Throughout this course so far, I feel that we've discussed audience awareness fairly extensively. Before this course, I was of course aware of the idea of audience, but I do not think I understood its full implications. To me, an essay was written for the professor. Anything else was written to, well, anyone who would read it. It seemed to me that a piece of writing was sent off into the world and, though it might follow certain conventions, it was not necessarily written to a particular group of people.

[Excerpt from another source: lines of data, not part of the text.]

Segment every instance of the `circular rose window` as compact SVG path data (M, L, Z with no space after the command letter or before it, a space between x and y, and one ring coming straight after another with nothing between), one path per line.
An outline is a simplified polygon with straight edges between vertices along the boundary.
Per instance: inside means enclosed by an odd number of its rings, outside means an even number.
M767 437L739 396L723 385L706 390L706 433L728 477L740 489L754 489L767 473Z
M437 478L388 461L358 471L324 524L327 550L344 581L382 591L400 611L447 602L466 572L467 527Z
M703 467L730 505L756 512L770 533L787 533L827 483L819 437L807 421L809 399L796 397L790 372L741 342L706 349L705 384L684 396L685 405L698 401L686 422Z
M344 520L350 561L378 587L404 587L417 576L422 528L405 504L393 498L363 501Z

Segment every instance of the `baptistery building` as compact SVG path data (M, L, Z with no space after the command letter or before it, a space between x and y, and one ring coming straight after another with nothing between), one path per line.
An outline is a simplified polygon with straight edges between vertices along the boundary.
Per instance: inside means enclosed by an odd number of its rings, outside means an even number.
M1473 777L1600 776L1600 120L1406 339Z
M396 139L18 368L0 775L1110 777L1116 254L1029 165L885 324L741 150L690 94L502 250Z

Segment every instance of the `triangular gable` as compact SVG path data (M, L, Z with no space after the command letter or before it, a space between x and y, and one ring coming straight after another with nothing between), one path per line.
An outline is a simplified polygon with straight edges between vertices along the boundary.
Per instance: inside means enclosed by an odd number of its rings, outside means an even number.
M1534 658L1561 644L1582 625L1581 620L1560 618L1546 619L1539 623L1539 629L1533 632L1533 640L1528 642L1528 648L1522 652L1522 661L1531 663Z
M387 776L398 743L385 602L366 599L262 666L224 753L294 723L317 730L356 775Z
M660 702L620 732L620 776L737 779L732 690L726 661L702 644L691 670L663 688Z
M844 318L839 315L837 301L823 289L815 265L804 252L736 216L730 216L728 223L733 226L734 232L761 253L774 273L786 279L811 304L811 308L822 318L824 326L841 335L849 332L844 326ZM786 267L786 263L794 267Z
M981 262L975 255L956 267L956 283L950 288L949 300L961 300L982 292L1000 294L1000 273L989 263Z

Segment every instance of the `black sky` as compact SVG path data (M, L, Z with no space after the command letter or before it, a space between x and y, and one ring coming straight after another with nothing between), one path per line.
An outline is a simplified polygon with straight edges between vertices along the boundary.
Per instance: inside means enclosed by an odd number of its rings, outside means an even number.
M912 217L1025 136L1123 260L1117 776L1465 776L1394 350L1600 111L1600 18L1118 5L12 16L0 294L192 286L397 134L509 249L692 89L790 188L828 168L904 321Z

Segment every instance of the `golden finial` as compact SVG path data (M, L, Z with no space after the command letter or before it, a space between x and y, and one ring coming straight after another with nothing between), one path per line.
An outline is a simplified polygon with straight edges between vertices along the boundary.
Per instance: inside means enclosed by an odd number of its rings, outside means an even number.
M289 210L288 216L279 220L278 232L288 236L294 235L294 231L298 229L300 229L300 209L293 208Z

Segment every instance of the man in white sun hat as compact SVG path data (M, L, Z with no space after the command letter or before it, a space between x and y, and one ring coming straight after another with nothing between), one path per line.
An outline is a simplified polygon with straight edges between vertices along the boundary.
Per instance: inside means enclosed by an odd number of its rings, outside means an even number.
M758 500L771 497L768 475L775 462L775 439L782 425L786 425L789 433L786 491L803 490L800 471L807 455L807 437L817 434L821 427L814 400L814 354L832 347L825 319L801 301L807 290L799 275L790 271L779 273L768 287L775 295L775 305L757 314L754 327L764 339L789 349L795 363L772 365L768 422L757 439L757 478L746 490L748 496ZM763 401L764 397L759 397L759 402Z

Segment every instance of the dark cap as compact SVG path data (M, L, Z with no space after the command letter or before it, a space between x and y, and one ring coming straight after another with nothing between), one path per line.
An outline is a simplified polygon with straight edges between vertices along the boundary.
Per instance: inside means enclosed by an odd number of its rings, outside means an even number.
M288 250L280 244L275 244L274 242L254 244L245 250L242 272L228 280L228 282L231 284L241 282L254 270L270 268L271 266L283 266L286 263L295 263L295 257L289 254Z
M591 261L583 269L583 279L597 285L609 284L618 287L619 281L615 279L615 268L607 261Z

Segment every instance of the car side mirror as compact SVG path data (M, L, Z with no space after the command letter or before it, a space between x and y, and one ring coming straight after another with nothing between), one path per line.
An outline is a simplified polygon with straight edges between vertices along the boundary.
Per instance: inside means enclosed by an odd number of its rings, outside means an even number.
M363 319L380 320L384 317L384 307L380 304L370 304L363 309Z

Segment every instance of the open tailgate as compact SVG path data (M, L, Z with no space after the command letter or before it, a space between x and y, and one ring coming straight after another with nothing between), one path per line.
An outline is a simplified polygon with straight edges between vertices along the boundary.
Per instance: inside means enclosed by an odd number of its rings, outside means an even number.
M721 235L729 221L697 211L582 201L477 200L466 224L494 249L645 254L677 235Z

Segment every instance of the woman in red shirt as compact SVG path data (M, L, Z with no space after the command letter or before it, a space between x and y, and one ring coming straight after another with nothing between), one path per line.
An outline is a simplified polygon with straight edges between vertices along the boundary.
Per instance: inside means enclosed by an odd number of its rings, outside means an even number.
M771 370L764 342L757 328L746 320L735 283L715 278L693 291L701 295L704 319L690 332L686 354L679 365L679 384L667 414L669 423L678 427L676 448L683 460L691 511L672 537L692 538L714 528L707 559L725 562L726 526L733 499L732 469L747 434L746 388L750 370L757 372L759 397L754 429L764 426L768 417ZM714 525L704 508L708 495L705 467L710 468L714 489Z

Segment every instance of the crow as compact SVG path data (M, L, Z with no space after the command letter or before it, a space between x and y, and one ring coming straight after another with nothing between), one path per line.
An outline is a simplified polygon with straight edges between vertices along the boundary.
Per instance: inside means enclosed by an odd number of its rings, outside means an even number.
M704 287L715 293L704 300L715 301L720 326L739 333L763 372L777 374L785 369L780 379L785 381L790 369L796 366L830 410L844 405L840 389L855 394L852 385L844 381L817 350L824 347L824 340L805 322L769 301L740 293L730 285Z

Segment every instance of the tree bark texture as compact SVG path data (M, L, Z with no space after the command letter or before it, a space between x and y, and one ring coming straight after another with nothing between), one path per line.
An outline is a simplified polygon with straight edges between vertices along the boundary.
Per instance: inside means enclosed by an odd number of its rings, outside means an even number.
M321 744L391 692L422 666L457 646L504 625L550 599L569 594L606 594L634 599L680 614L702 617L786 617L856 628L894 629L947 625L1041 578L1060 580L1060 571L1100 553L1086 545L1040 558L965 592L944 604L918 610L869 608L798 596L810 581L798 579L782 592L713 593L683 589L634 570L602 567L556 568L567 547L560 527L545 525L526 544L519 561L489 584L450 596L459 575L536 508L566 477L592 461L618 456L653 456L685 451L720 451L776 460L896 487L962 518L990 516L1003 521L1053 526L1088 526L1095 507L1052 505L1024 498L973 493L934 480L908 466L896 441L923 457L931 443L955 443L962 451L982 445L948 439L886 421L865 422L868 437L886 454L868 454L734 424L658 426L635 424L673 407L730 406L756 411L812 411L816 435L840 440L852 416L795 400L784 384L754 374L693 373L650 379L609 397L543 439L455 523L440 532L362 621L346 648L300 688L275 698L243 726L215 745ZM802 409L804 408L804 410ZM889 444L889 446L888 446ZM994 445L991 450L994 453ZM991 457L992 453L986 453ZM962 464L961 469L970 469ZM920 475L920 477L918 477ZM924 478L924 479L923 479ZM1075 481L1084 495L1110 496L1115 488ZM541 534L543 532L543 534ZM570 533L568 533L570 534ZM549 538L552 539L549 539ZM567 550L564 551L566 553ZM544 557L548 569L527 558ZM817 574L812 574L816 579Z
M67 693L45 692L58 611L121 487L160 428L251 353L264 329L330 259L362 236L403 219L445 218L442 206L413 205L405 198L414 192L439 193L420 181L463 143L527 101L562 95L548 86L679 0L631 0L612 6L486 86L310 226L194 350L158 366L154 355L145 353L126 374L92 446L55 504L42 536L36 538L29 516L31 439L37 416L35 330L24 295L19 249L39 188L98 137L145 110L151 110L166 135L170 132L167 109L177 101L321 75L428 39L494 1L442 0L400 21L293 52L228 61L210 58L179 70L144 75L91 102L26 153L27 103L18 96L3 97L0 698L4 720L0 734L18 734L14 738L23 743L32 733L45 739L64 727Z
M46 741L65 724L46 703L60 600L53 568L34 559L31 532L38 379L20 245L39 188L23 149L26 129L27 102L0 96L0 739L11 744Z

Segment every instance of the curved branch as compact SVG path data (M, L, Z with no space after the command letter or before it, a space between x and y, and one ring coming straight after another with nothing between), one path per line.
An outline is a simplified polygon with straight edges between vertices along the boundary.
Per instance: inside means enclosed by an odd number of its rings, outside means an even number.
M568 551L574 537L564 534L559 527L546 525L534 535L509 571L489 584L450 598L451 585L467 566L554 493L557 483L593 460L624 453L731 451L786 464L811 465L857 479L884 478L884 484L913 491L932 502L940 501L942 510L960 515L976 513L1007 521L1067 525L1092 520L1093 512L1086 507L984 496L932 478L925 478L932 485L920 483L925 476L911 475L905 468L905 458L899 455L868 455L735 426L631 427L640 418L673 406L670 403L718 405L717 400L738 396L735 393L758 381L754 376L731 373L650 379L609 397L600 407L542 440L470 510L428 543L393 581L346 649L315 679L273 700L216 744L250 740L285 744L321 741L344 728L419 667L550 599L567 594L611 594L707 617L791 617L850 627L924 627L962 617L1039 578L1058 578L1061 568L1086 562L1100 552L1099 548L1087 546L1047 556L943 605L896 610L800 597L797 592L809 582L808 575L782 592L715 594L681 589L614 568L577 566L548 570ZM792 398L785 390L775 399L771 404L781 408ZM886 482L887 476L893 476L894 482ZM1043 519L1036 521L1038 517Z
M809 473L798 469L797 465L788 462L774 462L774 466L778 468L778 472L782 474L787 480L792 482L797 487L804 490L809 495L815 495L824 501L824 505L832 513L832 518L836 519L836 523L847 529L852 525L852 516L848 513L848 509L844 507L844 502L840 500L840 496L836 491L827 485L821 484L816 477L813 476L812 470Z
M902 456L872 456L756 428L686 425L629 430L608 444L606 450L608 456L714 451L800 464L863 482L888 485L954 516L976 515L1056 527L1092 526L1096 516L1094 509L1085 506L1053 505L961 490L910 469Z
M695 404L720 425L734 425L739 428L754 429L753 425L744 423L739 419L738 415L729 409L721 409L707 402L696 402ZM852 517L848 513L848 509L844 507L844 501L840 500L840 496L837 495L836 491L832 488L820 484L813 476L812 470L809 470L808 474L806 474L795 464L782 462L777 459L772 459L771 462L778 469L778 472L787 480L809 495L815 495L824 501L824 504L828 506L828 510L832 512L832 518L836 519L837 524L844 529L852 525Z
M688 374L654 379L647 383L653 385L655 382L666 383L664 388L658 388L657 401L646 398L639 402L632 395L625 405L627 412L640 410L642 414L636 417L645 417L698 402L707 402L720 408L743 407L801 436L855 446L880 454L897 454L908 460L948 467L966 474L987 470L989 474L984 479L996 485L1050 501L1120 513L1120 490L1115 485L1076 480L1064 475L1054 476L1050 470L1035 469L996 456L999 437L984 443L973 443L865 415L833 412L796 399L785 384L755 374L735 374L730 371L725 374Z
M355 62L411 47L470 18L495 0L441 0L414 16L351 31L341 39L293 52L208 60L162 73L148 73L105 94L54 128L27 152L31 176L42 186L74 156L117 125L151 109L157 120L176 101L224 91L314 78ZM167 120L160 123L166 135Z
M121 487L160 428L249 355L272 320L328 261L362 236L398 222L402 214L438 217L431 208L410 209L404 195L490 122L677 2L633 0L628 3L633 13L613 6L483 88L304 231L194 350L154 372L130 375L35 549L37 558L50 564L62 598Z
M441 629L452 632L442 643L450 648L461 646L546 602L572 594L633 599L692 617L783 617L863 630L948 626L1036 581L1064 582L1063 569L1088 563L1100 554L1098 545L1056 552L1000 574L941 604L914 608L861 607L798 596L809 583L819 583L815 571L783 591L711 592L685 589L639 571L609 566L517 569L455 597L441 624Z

This class has helped me to realize that the idea of audience is considerably more complex that I previously believed. Being aware of a writer's audience helps to better analyze certain pieces of writing. In my opinion this has the most application regarding things published in specific papers or journals, although if audience awareness can be considered to fall under the heading of analyzing historical and cultural circumstance then it certainly has implications for literary analysis.
Before
this class, I was unaware of the idea that every piece of writing has an
audience. Certainly, I thought, that when writing in a journal there is not an
audience. Or even in the case of a short story or novel, which certainly the
writer hopes to have read, it did not much occur to me to take audience into
account.
Theoretically, I will one day be a professor of creative writing. As a professor I think that audience awareness will be incredibly important. There are a variety of people that you need to avoid enraging in order to get tenure and, after that holy grail is gained, to continue to be successful in your field. In order to do this I think it will be very important to be aware of who I am addressing as I seek to publish and to teach.
Even in applying to PhD programs, audience awareness is important. One's personal statement should be tailored to fit the needs of each specific program, In a broader sense, it's important to be able to write something that would appeal to an admissions committee in general. This audience is different than the audience one might have in mind when writing an article for publication, and worlds away from the audience of students that one has as a classroom instructor,
On the whole, I am now more aware of the concept of audience and the need for it to be taken into account not only in analysis of texts, but in my own writing as well.
Mary, I love that you have commented on concept of audience awareness. I am the same way--I have never really taken audience into account in my own writing, and my teachers never put too much emphasis on it in my other classes. I have also been quite interested in our numerous discussions, and while I still have some reservations, I have been forced to rethink many assumptions I had about a focus on audience awareness.